[Date Prev][Date Next][Thread Prev][Thread Next][Date Index][Thread Index]

Re: Volunteer needed to serve as IANA charset reviewer



On Wed September 6 2006 18:58, Ned Freed wrote:
> > I concur with the need to maintain the current charset registry to
> > support legacy apps that use it.
> 
> > And I think Ned would be an excellent choice for reviewer, though it
> > wouldn' t bother me if he could have the assistance of people with
> > specialized expertise in Asian writing schemes.
> 
> Any such assistance would be hugely welcome. As an aside, it would also be nice
> if more people would post comments to the list...

OK.  I concur with most of what has already been said by others, specifically
that if a charset (i.e. something meeting the definition of charset) is in
use, it ought to be registered; using the registry as a way to force some
agenda is a very bad idea.  Also that Ned would be an excellent choice for
reviewer, and I would add that I fully support his stated plan to overhaul
the existing registry, which has long been in need of such an overhaul (e.g.
the registration procedure has long said that "ASCII" is disallowed, yet it
is in fact registered as an alias).

A few differences of opinion:
Keith Moore wrote:
> > But I do think that use of
> > multiple CESs in a new protocol should require substantial
> > justification, and that UTF-8 should be presumed to be the CES of
> > choice for any new protocol that requires ASCII compatibility for its
> > character representation.

There may well be areas of application for new protocols which cannot fully
support Unicode which underlies use of utf-8, due to character set size,
huge tables needed for normalization, etc. (see sections 3.1 (paying particular
attention to "memory-starved microprocessors") and 3.4 of RFC 1958).  Not all
protocols need to fully support utf-8 directly; the highly successful mail
system, for example, supports only a subset of ANSI X3.4 in message header
fields, yet it allows pass-through of utf-8 and other charsets via RFC 2047
mechanisms as amended by RFC 2231 and errata.

Ted Hardie wrote:
> > This question is motivated, not by a strong love for Unicode,
> > but by the observation that RFC 2277 requires it and that the
> > IETF is shifting toward it in a number of areas.

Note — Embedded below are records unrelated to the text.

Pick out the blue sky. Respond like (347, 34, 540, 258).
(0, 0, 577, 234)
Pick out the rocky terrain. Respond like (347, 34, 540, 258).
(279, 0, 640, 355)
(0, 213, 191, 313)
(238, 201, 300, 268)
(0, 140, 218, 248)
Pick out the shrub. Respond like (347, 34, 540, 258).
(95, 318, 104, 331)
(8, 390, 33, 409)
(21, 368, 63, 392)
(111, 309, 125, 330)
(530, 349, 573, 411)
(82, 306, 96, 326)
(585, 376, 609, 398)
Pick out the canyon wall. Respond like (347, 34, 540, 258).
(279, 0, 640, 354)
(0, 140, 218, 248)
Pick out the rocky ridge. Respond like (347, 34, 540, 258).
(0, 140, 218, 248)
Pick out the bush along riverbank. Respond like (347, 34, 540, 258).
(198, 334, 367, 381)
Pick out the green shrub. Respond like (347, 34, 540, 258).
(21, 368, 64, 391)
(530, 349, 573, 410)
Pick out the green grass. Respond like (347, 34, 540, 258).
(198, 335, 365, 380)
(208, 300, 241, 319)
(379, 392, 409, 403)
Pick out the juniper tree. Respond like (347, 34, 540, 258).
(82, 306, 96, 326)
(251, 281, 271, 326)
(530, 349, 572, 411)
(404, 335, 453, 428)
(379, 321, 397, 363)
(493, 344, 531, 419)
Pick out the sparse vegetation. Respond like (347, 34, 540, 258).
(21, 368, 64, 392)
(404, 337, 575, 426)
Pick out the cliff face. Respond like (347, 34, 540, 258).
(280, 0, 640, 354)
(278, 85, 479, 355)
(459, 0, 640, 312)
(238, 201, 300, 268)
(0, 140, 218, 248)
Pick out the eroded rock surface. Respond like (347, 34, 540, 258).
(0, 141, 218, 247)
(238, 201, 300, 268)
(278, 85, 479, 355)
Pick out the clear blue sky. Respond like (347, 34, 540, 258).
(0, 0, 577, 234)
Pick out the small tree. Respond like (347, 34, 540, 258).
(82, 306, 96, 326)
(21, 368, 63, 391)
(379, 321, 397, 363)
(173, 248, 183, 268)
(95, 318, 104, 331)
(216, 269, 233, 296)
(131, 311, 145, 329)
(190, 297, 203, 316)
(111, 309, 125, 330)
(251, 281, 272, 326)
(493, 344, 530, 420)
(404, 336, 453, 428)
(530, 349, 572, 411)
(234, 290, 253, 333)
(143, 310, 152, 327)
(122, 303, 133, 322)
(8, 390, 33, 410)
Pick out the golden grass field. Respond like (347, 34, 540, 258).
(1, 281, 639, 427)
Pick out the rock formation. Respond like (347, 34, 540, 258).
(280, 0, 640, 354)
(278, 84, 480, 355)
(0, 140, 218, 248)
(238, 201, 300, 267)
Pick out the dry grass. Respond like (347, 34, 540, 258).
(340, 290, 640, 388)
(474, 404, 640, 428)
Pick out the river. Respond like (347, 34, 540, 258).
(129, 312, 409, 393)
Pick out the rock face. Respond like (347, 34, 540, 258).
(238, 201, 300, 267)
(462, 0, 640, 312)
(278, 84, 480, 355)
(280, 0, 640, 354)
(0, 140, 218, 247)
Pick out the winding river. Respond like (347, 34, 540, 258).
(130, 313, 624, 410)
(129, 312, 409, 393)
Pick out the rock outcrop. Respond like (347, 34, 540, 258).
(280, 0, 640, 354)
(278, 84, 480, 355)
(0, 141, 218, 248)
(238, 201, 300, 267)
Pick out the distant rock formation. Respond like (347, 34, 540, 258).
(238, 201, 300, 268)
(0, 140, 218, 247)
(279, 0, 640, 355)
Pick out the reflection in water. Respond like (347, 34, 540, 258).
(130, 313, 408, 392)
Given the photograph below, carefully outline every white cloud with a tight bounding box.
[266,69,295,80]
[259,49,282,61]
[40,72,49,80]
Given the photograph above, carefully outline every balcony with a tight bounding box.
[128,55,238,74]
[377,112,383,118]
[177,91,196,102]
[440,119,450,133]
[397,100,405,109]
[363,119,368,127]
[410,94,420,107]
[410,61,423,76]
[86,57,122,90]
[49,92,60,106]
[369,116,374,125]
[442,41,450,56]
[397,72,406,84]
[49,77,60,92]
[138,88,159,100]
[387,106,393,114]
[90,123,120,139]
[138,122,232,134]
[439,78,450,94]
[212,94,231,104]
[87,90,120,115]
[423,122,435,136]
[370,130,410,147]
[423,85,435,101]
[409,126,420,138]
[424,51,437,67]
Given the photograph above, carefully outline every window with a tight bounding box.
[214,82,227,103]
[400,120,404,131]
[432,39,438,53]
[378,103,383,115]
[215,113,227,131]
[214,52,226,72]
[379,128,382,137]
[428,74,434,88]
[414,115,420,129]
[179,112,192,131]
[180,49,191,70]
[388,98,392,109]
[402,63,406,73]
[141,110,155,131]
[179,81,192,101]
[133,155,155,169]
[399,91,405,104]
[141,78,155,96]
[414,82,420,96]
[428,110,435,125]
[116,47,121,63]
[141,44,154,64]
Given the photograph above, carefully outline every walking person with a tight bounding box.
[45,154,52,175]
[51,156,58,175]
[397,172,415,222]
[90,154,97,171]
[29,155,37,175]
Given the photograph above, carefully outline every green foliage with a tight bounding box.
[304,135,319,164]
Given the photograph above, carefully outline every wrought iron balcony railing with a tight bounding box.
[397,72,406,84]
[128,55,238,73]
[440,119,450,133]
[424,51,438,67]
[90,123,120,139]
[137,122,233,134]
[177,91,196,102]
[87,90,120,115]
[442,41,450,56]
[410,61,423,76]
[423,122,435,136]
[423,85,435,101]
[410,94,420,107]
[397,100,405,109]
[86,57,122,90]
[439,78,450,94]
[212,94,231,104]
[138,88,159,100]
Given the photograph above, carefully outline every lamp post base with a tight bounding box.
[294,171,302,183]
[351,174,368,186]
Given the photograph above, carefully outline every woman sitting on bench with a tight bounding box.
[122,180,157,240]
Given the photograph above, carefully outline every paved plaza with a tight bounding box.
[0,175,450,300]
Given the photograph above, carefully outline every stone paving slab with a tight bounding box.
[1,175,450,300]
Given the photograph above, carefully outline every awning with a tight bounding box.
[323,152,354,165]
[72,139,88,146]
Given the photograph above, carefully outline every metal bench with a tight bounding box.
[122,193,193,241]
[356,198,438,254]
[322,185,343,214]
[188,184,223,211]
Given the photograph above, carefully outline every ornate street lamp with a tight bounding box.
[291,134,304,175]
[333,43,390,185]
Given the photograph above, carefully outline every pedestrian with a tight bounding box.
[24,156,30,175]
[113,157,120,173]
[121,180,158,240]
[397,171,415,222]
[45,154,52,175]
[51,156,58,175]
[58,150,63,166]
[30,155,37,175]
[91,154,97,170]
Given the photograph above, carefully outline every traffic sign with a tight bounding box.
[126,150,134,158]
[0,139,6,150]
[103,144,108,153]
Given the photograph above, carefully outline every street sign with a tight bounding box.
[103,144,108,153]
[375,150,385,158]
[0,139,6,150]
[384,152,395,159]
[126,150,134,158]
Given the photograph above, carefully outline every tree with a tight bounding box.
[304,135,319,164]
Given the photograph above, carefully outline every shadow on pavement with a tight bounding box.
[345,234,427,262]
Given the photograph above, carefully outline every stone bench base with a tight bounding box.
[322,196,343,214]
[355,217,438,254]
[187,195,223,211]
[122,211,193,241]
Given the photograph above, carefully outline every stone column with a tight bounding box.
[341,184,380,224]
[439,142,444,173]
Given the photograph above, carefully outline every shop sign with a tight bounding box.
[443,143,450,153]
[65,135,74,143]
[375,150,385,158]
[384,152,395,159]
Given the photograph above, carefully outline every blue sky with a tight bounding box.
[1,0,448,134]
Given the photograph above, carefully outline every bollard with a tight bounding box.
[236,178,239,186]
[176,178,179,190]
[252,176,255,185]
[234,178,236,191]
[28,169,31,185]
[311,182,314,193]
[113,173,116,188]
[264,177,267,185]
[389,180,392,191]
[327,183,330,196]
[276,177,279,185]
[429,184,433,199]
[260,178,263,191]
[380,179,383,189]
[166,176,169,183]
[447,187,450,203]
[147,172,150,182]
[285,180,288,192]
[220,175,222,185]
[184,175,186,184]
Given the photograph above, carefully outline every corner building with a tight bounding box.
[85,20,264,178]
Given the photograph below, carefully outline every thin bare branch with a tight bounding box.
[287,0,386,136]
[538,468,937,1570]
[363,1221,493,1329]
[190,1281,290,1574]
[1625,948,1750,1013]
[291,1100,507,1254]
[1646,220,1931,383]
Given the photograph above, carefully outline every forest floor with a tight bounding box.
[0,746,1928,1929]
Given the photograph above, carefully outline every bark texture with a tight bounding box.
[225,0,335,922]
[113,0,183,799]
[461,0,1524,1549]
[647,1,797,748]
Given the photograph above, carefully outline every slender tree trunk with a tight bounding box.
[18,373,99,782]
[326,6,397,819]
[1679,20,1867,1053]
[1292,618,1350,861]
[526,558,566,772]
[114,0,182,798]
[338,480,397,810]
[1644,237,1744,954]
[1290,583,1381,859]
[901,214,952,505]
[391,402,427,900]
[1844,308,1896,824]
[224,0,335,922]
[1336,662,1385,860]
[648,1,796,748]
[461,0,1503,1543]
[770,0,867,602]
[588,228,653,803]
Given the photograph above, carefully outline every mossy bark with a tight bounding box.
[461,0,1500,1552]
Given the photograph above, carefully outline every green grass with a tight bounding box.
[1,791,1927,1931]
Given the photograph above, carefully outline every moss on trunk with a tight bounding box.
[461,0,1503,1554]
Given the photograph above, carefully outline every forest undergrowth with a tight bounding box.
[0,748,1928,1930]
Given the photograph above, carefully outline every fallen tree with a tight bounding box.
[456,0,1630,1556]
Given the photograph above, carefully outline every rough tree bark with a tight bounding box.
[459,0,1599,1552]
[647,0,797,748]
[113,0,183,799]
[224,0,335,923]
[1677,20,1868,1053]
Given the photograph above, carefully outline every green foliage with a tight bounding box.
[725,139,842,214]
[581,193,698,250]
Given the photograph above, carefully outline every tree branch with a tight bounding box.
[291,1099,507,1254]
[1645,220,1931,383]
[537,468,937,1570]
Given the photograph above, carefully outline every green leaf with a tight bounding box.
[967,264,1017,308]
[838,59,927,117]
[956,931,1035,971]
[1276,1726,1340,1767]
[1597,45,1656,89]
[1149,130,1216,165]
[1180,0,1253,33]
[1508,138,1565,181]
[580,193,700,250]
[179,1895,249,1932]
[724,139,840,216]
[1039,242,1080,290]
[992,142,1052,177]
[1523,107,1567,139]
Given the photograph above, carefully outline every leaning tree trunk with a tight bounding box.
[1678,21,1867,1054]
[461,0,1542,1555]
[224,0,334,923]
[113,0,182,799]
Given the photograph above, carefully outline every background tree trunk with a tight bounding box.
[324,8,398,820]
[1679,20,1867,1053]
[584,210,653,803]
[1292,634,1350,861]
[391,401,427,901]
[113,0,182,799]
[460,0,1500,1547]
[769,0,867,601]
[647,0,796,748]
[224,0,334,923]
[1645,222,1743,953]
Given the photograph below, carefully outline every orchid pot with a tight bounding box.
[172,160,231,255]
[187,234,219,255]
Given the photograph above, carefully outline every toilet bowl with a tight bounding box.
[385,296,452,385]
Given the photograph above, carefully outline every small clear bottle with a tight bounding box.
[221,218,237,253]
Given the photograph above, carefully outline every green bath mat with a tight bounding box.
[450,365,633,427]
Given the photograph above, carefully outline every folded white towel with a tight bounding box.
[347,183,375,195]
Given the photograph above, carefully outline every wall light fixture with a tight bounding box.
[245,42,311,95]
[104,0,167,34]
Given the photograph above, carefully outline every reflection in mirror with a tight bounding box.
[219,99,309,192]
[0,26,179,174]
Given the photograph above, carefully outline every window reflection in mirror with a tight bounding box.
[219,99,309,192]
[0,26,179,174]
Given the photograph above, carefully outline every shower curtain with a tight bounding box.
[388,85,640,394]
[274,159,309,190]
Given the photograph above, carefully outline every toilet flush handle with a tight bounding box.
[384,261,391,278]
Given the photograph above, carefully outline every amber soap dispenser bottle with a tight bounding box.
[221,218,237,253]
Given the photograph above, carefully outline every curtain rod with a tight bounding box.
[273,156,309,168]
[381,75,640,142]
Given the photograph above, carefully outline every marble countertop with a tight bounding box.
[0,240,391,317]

To be precise, RFC 2277 says:
"   Protocols MUST be able to use the UTF-8 charset, which consists of
   the ISO 10646 coded character set combined with the UTF-8 character
   encoding scheme, as defined in [10646] Annex R (published in
   Amendment 2), for all text.

   Protocols MAY specify, in addition, how to use other charsets or
   other character encoding schemes for ISO 10646, such as UTF-16, but
   lack of an ability to use UTF-8 is a violation of this policy; such a
   violation would need a variance procedure ([BCP9] section 9) with
   clear and solid justification in the protocol specification document
   before being entered into or advanced upon the standards track.

   For existing protocols or protocols that move data from existing
   datastores, support of other charsets, or even using a default other
   than UTF-8, may be a requirement. This is acceptable, but UTF-8
   support MUST be possible.

   When using other charsets than UTF-8, these MUST be registered in the
   IANA charset registry, if necessary by registering them when the
   protocol is published.
"
Several points:
1. "MUST be able to use" is a bit different from "requires" (see the above
   example of the mail system, which is able to use utf-8 by the mechanisms
   noted, but which does not require and in fact cannot directly accommodate
   raw utf-8).
2. The explicitly stated policy of allowing alternative charsets is important.
3. Most important, note that 2277 explicitly requires registration.

> I have no problem with UTF-16 or
> UTF-32 if there is a compelling reason to allow them,

Well neither (as well as their "BE" and "LE" variants) is suitable for use
with MIME text types, which precludes their use in a number of important
applications.  And one thing the charset registry sorely needs is a more
explicit indication of which charsets are/are not suitable for such use
(heck, some registrations have lacked the required statement of
[un]suitability, so even groping through all of the registrations is of
no use (and don't get me started on RFC 1345 issues)).